現在の日本では、人口減少と家の相続により、年々空き家が増え続けています。
2030年頃には、3軒に1軒が空き家となるのではないかといった予測もあり、大きな問題となっています。
10年ほど前から、団塊の世代の高齢化で、今後は大相続時代がくると予測されています。
現在、相続は大きな問題になっていますが、これを見越して相続士、相続診断士、相続プランナー、といった相続に関する新たな資格が誕生しました。
将来的に問題化するのが明らかなのが空き家の問題です。
この空き家に関連する資格が「空き家相談士」です。
増え続ける空き屋の問題
日本では人口減少時代に入り、毎年人口が減少しているのにもかかわらず、建物数は上昇しています。
日本は欧米と違って建築の許可が受けやすいというのと、デベロッパーが馬鹿みたいに建て続けているからというのが理由です。
このまま空き家率が上昇すれば、資産にならない不動産も出てきます。
現在も都市部では不動産価格は上昇していますが、地方に目を向けるとただでも引き取り手がいないといった不動産も多く、郊外の不動産を購入する場合は将来の資産価値について考えておく必要があります。

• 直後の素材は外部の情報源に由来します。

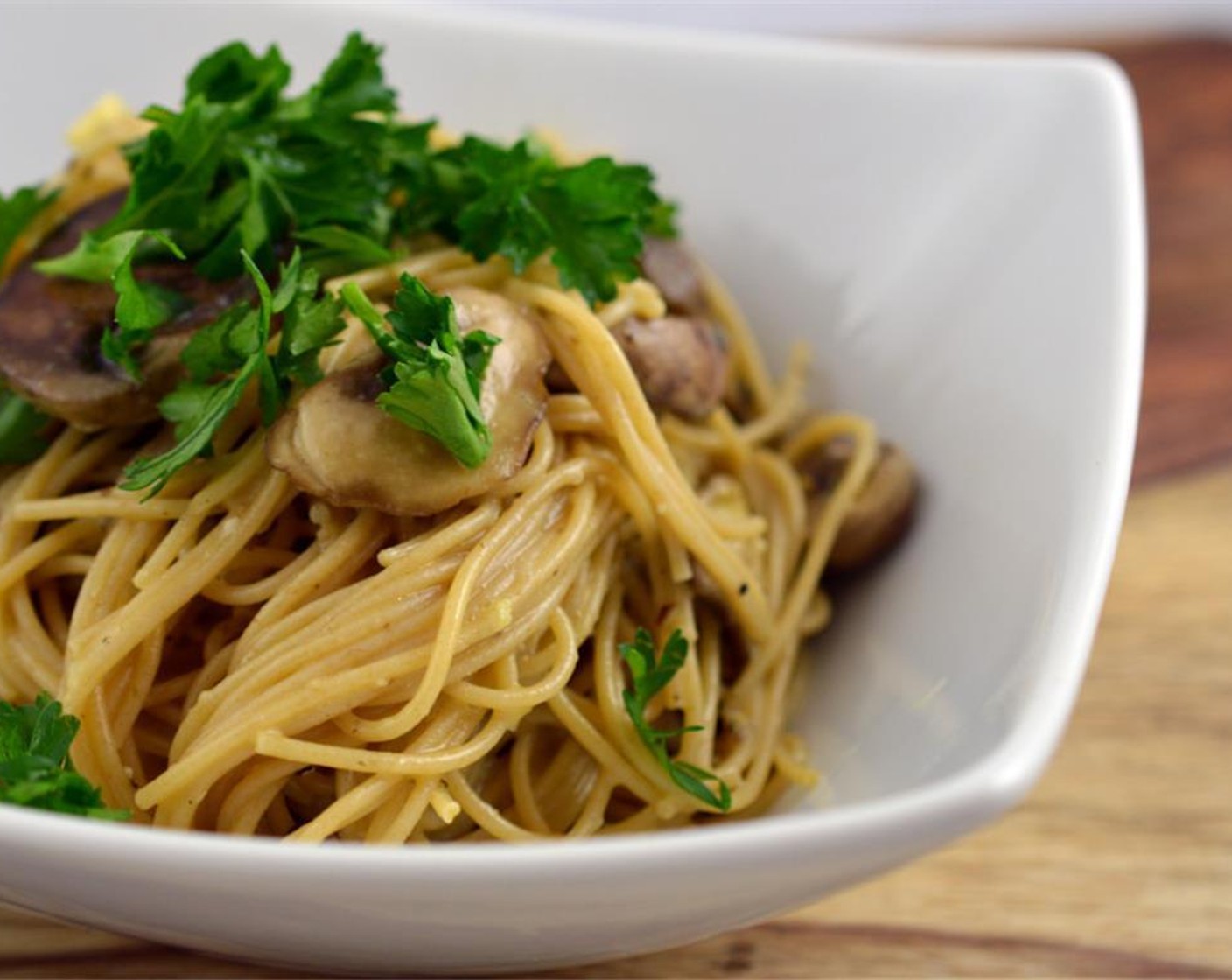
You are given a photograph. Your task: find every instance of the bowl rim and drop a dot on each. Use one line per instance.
(948, 807)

管理人は、不動産協会やファイナンシャルプランナーの勉強会によく参加していますが、相続と空き家はよく取り上げられるテーマです。
それだけ相続と空き家に関するテーマは、世間から注目されているということです。
空き家相談士資格
空き家相談士は、資格試験というよりも、講座を受講すれば普通は受かるようになっています。
受験資格は、特になく、誰でも受講できます。
空き家相談士を名乗れるのは、2日間の講座を受講し、試験に合格したうえ、登録をした人です。
受講料は、60,000(現在50,000円)と高く、受講後に行う試験合格後にも登録料が20,000円かかります。
さらに、2年ごとに更新料が20,000円かかります。
独占業務がないし、維持費も高いのを考えると、サラリーマン向きじゃないですね。
登録すると空き家相談士証というカードが交付されます。
認定講座の内容
空き家相談士認定講座でどのような講義が行われているのかみていきます。
第1章 総論
戦前戦後の不動産と住宅事情、戦後の地価の上昇と変遷、少子化問題、高齢化問題、空き家とは、空き家相談士とは、コンプライアンス 等
第2章 空き家に関する実態法的論点
空家等対策の推進に関する特別措置法、賃貸借契約、不法行為、実際の紛争解決方法 等
第3章 空き家と関連法規
不動産登記、相続、遺言、成年後見、信託 等
第4章 空き家に係る税務知識
不動産保有に係る税金、所得税、相続税と相続時精算課税制度、贈与税 等
第5章 空き家に係る建築知識
空き家の運用方法、建築基準法(耐震規定)の改正、耐震診断、用途変更と建築確認申請、建築物の解体、リノベーションとコンバージョン 等
第6章 空き家の現状と国・地方自治体の取組
空き家の現状、特別措置法関連情報 等
第7章 空き家相談
相談業務の概要、空き家相談の窓口業務、相談のための基礎知識 等
第8章 空き家の予防
空き家予防の必要性、紛争の未然防止、親子の意向の確認、処分や利活用の準備 等
第9章 空き家の管理
管理の必要性、管理のポイント、管理ビジネス 等
第10章 空き家ビジネス
空き家ビジネス 等
第11章 空き家の利活用など
空き家発生のメカニズム、利活用のための基礎知識、「居住者がいない」要因の整理と対処策 等
といった内容の講義が2日間にわたって行われていきます。
空き家相談士は、不動産関連の業者に勤める人が多いようです
空き家相談士は、圧倒的に不動産屋さんが多いです。
管理人は不動産屋に知り合いが多いので、空き家相談士を検索すると顔見知りの人が出てきます。
個人が受講するには、費用が高いですが、正会員として掲載されるなら、宣伝費としてみることもできます。
講座については、不動産であれば半分以上は知っている内容です。最近、不動産業界で働きだした人なら勉強して損はないかもしれません。
個人には高いかもしれませんが、会社の宣伝としてみると特別高いわけではないかも。